Orwell no nos trae sólo hasta el convencimiento de esta necesidad, sino que
da un paso más y nos muestra cómo hay que reconstruir ese lenguaje. Lo hace con
inesperada esperanza: «La decadencia del lenguaje es algo que probablemente se
puede curar. […] gracias a la acción consciente de una minoría».
En consonancia con la idea de que las armas son las letras, lo primero que
necesitamos es una virtud marcial: el valor. Contra tantos consensos
teledirigidos, Orwell no se anda con rodeos: «Las buenas novelas las escriben
los que no tienen miedo». La cobardía intelectual condena al escritor y al
periodista a ser prisionero y carcelero de la celda de aislamiento de la
autocensura.
Ese valor tiene que estar al servicio de la verdad, que es la clave de la
bóveda de la visión orwelliana hasta extremos que traen al recuerdo a Alexander
Solzhenitsyn o, de nuevo, a Albert Camus. Escribe Orwell «El gran enemigo de
una lengua clara es la falta de sinceridad. Cuando se abre una brecha entre los
objetivos reales que uno tenga y los objetivos que proclama, uno acude
instintivamente, por así decir, a las palabras largas y a las expresiones más
fatigadas».
La periodista, escritora y política socialista Irene Lozano (Madrid, 1971)
en su prólogo a Ensayos (Debolsillo, 2015) captó perfectamente
las implicaciones intelectuales de esta apuesta sin paliativos por la verdad:
«Como él siempre estuvo dispuesto a darle la razón a los hechos, los hechos han
acabado por darle la razón a él. Lo ha señalado Christopher Hitchens: Orwell
acertó en su antiimperialismo, su antifascismo, su antiestalinismo, que adoptó
de forma precoz y a contracorriente de casi todos sus coetáneos». Lozano
constata que las consecuencias de su fidelidad a los hechos alcanzan a nuestros
días: «Sin pretenderlo, Orwell se revela en esto como un antiposmoderno previo
a los posmodernos».

Orwell no nos dice qué pensar ni siquiera cómo hacerlo: nos urge a hacerlo.
Después de ver lo que tenemos delante de nuestras narices —como exigía—, hay
que disponer de un lenguaje libre de vagas adiposidades y de subterfugios
subconscientes con que contarlo.

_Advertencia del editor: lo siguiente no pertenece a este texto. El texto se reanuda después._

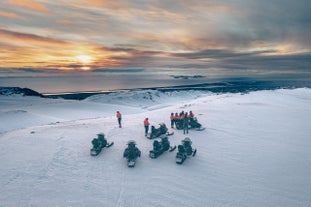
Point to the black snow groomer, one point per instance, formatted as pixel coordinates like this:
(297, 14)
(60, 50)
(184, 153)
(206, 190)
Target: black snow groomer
(98, 144)
(131, 153)
(185, 150)
(160, 147)
(160, 132)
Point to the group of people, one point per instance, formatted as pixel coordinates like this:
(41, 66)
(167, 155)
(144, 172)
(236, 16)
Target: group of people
(181, 120)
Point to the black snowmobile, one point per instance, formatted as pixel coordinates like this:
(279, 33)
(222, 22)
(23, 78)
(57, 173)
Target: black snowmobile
(185, 150)
(131, 153)
(160, 147)
(98, 144)
(193, 124)
(162, 131)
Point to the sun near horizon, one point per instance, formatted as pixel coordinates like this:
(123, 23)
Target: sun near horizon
(85, 59)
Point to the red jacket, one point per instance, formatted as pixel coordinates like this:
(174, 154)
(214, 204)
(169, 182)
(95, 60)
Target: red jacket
(146, 122)
(119, 115)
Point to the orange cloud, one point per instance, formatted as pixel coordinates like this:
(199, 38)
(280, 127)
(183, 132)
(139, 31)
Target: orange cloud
(28, 38)
(30, 4)
(10, 15)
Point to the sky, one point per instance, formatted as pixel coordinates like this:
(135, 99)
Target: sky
(249, 37)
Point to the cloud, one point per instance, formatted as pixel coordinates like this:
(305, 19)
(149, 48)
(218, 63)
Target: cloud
(10, 15)
(30, 4)
(29, 38)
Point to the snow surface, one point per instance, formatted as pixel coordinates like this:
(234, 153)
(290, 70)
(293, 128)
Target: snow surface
(255, 151)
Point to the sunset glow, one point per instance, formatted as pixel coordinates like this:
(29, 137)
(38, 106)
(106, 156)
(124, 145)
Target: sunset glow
(197, 34)
(84, 59)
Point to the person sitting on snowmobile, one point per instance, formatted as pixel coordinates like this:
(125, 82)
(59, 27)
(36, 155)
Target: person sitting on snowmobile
(156, 145)
(102, 140)
(131, 152)
(157, 132)
(165, 144)
(187, 145)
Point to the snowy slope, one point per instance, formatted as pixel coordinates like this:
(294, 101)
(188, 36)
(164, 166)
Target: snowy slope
(254, 152)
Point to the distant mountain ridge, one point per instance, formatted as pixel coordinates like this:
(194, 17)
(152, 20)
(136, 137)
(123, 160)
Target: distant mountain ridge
(8, 91)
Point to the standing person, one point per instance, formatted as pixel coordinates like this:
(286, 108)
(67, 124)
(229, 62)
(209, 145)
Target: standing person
(146, 124)
(186, 123)
(191, 116)
(119, 117)
(172, 118)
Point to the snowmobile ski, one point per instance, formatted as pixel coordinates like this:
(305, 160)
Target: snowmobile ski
(172, 148)
(200, 129)
(109, 145)
(131, 163)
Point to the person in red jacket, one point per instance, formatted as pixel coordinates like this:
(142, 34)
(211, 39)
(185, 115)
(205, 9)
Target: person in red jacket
(146, 124)
(119, 117)
(172, 118)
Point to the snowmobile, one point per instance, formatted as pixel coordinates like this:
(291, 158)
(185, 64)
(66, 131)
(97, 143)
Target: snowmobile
(160, 147)
(193, 124)
(160, 132)
(98, 144)
(185, 150)
(131, 153)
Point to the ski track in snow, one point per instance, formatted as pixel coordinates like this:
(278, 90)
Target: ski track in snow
(255, 151)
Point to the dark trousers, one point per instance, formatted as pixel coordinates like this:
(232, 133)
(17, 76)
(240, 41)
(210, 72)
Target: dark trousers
(119, 121)
(186, 128)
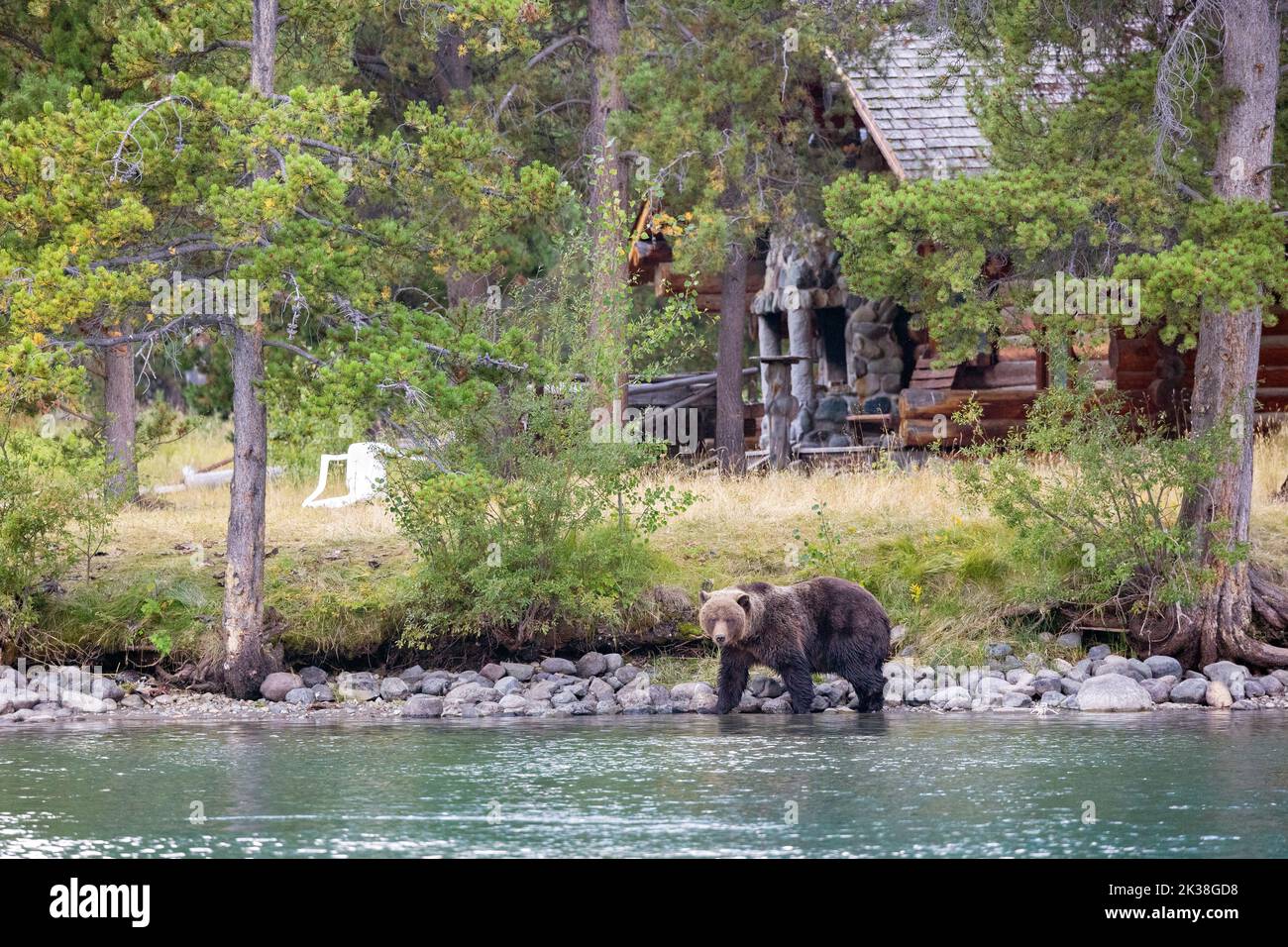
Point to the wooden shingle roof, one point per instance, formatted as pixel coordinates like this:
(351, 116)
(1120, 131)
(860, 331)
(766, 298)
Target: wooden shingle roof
(912, 99)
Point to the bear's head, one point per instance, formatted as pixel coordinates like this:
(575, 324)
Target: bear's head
(725, 616)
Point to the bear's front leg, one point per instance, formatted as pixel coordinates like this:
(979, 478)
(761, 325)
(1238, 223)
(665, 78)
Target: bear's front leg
(732, 681)
(799, 682)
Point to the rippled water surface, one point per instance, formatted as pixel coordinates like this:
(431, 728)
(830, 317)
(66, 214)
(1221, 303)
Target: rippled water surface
(835, 785)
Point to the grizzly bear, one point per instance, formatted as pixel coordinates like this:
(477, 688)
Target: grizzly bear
(816, 625)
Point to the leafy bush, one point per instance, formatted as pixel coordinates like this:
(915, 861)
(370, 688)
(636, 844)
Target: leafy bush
(536, 528)
(50, 519)
(1108, 497)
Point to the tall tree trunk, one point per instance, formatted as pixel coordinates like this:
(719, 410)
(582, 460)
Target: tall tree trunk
(609, 187)
(1227, 364)
(119, 432)
(245, 661)
(732, 343)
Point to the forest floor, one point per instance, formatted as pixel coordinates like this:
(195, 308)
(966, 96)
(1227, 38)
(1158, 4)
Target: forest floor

Nos promete: «Si uno se libra de esos hábitos,
podrá pensar con mayor claridad, y esto último es por fuerza un primer paso
hacia la regeneración política. Así pues, la lucha contra el mal uso del inglés
no es algo frívolo ni una preocupación exclusiva de los escritores profesionales».
El mensaje de resistencia y esperanza de Orwell se concentra en una llamada
vigorosa a la escritura transparente y apegada a la realidad. ¿Les parece poco?
Él mismo contesta: «Hemos caído tan bajo que la reformulación de lo obvio es la
primera obligación de un hombre inteligente».